The Delhi High Court on Thursday asked the Delhi government not to go ahead with its plan to bring back the phased-out "killer" Blueline buses by giving them alternative routes in outer Delhi.
"This scheme has to go. It cannot be accepted in its present form. The government is free to frame a new scheme for their rehabilitation in consonance with the court's directions," a bench of Chief Justice NV Ramana and Justice Pradeep Nandrajog said.
Blueline operators as well as the government had pleaded for permission for the buses to ply again, saying they had now agreed to be fitted with GPS, assured that they would control their speed and keep public safety in mind.
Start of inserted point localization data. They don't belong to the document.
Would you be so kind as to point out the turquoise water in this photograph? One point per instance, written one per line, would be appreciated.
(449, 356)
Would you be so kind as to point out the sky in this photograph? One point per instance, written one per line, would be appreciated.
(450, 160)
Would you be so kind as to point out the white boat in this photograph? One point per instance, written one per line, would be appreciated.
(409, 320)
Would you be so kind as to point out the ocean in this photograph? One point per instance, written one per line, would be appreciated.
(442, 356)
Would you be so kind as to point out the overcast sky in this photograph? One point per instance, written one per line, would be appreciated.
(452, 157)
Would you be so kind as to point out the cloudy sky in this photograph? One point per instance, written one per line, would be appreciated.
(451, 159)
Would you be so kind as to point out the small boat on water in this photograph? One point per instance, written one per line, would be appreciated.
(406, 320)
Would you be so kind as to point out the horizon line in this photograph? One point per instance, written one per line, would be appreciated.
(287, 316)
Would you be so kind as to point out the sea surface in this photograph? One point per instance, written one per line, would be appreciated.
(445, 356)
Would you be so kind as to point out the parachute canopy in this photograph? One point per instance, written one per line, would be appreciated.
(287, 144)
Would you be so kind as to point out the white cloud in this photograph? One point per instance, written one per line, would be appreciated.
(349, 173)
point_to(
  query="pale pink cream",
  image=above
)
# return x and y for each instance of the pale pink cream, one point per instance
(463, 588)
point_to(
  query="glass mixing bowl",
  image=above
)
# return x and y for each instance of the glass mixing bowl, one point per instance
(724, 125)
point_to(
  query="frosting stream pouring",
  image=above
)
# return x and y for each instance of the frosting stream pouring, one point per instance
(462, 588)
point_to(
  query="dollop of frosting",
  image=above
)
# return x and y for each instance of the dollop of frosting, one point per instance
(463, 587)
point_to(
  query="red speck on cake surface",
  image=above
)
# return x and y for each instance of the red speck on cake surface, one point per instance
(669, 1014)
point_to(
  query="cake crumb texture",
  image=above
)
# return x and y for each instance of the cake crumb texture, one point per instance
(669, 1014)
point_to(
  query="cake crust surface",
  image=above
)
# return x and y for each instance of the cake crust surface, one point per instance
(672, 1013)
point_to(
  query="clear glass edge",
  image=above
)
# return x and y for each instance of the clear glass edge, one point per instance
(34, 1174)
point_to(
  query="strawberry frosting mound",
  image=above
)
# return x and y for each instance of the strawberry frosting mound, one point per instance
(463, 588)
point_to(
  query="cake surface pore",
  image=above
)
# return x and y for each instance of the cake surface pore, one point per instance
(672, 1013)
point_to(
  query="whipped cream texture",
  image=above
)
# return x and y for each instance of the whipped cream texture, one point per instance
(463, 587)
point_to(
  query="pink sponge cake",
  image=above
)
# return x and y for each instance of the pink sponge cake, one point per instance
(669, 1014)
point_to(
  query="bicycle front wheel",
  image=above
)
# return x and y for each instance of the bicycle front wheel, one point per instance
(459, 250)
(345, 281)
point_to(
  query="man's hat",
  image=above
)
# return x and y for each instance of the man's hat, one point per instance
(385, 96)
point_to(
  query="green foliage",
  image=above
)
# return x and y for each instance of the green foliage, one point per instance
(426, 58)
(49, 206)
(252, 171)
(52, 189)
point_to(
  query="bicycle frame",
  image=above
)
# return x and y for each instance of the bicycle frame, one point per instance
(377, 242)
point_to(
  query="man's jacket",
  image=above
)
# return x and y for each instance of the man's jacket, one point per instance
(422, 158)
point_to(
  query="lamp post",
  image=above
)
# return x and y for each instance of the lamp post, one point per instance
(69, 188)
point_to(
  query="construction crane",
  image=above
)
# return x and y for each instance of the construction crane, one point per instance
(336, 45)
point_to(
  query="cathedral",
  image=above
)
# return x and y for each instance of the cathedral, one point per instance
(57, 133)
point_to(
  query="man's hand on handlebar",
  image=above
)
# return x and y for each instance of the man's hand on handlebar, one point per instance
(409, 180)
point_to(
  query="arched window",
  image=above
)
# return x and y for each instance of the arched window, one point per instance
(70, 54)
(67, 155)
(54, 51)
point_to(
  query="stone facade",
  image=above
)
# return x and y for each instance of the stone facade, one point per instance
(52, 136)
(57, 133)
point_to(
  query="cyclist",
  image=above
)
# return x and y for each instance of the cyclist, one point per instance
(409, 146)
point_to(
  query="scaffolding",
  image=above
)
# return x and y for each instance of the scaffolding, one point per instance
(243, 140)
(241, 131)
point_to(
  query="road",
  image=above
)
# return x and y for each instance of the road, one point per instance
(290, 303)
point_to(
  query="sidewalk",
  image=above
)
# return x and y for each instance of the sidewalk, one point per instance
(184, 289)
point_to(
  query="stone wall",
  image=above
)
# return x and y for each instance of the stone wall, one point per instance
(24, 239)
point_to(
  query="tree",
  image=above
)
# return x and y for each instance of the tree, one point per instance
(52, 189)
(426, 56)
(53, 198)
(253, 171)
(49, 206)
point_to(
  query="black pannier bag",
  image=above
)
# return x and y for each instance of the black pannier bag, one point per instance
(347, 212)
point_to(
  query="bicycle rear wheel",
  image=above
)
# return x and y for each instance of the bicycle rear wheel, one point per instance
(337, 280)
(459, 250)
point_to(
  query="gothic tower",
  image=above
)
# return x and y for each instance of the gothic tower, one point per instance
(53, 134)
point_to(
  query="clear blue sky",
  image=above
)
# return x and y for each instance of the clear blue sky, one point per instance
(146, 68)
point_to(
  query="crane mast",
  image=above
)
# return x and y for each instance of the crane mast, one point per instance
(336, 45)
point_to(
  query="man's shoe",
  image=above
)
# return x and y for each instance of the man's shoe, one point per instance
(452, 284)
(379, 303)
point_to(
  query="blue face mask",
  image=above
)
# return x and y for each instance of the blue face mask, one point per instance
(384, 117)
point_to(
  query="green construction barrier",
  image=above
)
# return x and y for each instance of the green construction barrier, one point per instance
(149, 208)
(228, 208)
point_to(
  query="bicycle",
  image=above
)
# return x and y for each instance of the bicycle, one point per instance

The court had said in the last hearing: "This is like bringing back these buses in a new avatar. There is no point. When you are killing people in the city, what is the guarantee you will be safer in outer and rural areas?"
The court endorsed the argument of Kailash Vasudev, who is the amicus curiae in the case (senior lawyer assisting the court on the issue) opposing the government's plan, saying the conduct of the Blueline drivers would be worse as there was "no proper policing in outer Delhi areas".
"I am opposing the rehabilitation plan. Were they not removed from the Capital, as they were indisciplined, rash and killed innocent pedestrians? What is the guarantee that they will not repeat the act in the alternative routes given to them?" Vasudev said.
The transport department worked out a policy in September last year to rehabilitate nearly 1,500 Blueline operators who had surrendered their permits a few years ago when the government had announced its plan to phase out the buses.
The transport department identified 97 new routes on which 1,532 new buses would be allowed to run.
These routes are different from the 657 routes on which DTC and private buses operate. The government plans to connect areas developed in the past 10 years such as Dwarka, Rohini, Jasola, Vasant Kunj, Narela and unauthorised colonies in outer Delhi and south Delhi.